We consider the impacts of climate change in our strategy process. We recognise the world could respond in a number of different ways to address climate change. We use a broad range of scenarios to consider how divergent policy, technology, market and societal outcomes could impact our portfolio, including low plausibility, extreme shock events. We also continually monitor a range of data sources to identify climate change-related developments that would serve as a call to action for us to reassess the resilience of our portfolio.

Our investment evaluation process includes an assessment of non-quantifiable risks such as those that could impact the people and environment that underpin our contribution to social value. The process has also incorporated market and sector based carbon prices for more than a decade.

Our Climate Change: Portfolio Analysis (2015) and Climate Change: Portfolio Analysis – Views after Paris (2016) reports, describe in more detail how we have used scenario analysis to evaluate the resilience of our portfolio to both an orderly and a more rapid transition to a 2°C world.

We are committed to keeping our stakeholders informed of the potential impact of climate change on our business, and continue to review and consider developing best practices and evolving stakeholder expectations. We will update our portfolio analysis in FY2020, evaluating the potential impacts of a broader range of scenarios, including a transition to well below 2°C.

Disclosure and engagement

Our climate strategy is supported by transparent disclosure and reporting, as well as active engagement with our stakeholders – including investors, policy makers, peer companies and non-governmental organisations.

Climate-related financial disclosures

We were one of the first companies to align our disclosures with the recommendations of the TCFD. We believe the TCFD recommendations represent an important step towards establishing a widely accepted framework for climate-related financial risk disclosure and we have been a firm supporter of this work. Our Vice President of Sustainability and Climate Change is a member of the Task Force. For information on our TCFD-aligned disclosures on climate-related financial risk, refer to our Annual Report 2019.

We are committed to continuing to work with the TCFD and our peers in the resources sector to support the wider adoption of the TCFD recommendations and the development of more effective disclosure practices within the sector.

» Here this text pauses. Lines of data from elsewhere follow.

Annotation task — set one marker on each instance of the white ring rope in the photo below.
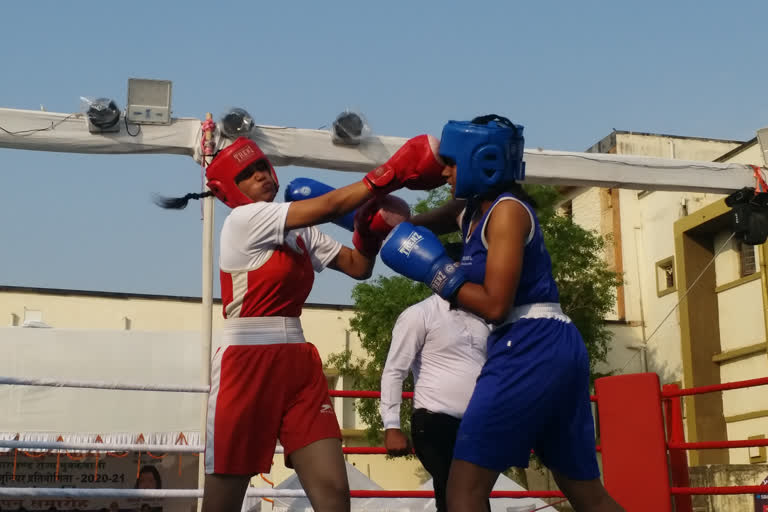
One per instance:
(105, 447)
(69, 492)
(58, 383)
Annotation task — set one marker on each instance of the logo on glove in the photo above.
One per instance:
(410, 243)
(439, 281)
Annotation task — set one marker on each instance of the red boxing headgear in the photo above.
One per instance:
(227, 164)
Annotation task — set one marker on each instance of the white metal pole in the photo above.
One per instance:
(206, 333)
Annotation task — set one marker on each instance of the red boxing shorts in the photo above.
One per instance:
(262, 393)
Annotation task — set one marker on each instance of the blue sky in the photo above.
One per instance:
(569, 71)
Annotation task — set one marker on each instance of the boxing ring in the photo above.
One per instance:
(642, 439)
(642, 444)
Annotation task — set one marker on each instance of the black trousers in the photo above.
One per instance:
(434, 437)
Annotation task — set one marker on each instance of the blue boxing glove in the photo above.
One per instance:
(307, 188)
(417, 253)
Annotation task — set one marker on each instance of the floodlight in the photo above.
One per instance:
(149, 101)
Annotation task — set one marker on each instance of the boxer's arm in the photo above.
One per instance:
(441, 220)
(507, 231)
(353, 263)
(327, 207)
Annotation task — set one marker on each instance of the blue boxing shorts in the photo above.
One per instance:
(532, 393)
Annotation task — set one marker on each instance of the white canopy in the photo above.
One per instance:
(47, 131)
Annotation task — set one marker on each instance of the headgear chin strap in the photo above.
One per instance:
(488, 152)
(227, 164)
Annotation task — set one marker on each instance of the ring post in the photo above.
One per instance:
(635, 468)
(678, 459)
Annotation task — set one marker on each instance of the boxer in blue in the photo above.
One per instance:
(533, 392)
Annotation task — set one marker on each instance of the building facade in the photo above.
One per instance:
(693, 304)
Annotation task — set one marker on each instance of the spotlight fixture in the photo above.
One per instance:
(349, 128)
(236, 122)
(103, 116)
(149, 101)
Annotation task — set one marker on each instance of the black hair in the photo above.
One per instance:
(155, 474)
(178, 203)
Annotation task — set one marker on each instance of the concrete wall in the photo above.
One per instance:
(730, 475)
(170, 323)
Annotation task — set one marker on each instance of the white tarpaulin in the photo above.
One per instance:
(47, 131)
(500, 504)
(357, 481)
(143, 357)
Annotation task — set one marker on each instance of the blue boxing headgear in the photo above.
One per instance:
(488, 152)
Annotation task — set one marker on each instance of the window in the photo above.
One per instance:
(748, 264)
(665, 276)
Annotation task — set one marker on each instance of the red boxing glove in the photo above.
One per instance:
(375, 219)
(415, 166)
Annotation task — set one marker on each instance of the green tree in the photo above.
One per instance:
(587, 294)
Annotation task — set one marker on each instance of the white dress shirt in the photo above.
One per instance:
(445, 350)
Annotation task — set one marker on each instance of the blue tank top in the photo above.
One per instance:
(536, 282)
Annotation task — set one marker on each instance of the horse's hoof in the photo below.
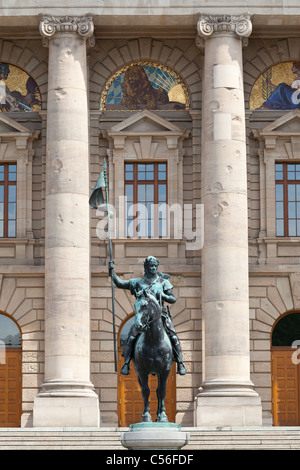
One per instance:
(125, 369)
(181, 369)
(147, 418)
(162, 418)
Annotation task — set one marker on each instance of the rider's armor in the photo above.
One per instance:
(138, 288)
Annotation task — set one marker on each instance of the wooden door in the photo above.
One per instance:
(10, 388)
(130, 401)
(285, 388)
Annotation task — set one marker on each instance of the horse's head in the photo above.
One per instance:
(147, 310)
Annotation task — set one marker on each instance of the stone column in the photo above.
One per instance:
(67, 397)
(227, 396)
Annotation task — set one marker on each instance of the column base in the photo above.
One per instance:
(154, 436)
(227, 411)
(51, 411)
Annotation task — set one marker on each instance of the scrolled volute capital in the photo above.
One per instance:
(212, 24)
(51, 25)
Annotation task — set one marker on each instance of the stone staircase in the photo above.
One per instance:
(109, 439)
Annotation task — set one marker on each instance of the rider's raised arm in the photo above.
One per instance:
(118, 282)
(168, 296)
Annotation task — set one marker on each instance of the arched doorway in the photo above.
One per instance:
(130, 402)
(286, 370)
(10, 372)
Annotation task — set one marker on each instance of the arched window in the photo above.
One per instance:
(10, 335)
(10, 372)
(286, 330)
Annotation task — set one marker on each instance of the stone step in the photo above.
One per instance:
(271, 438)
(110, 438)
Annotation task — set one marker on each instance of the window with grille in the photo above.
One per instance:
(287, 177)
(8, 199)
(146, 199)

We have also participated in CDP (formerly the Carbon Disclosure Project) since its inception. In 2018 we received a score of ‘A’ for our submission to the CDP climate change questionnaire. Note however that because of the timing of the CDP disclosure cycle relative to our financial year, this CDP submission relates to our FY2017 financial year. A draft of our 2019 CDP submission, which relates to FY2018, is available here, but has not yet been reviewed and scored by CDP. More information on the topics covered in our CDP submission is available in our 2019 Sustainability and Annual reports. 

Stakeholder engagement

We periodically hold one-on-one and group meetings with investors and their advisers. We also seek input and insight from external experts, such as the BHP Forum on Corporate Responsibility (FCR). The FCR, which is composed of civil society leaders and BHP executives, has played a critical role in the development of our position on climate change. Find out more about the FCR.

Informed by this engagement, we continue to regularly review our approach to climate change in response to emerging scientific knowledge, changes in global climate policy and regulation, developments in low emissions technologies and evolving stakeholder expectations.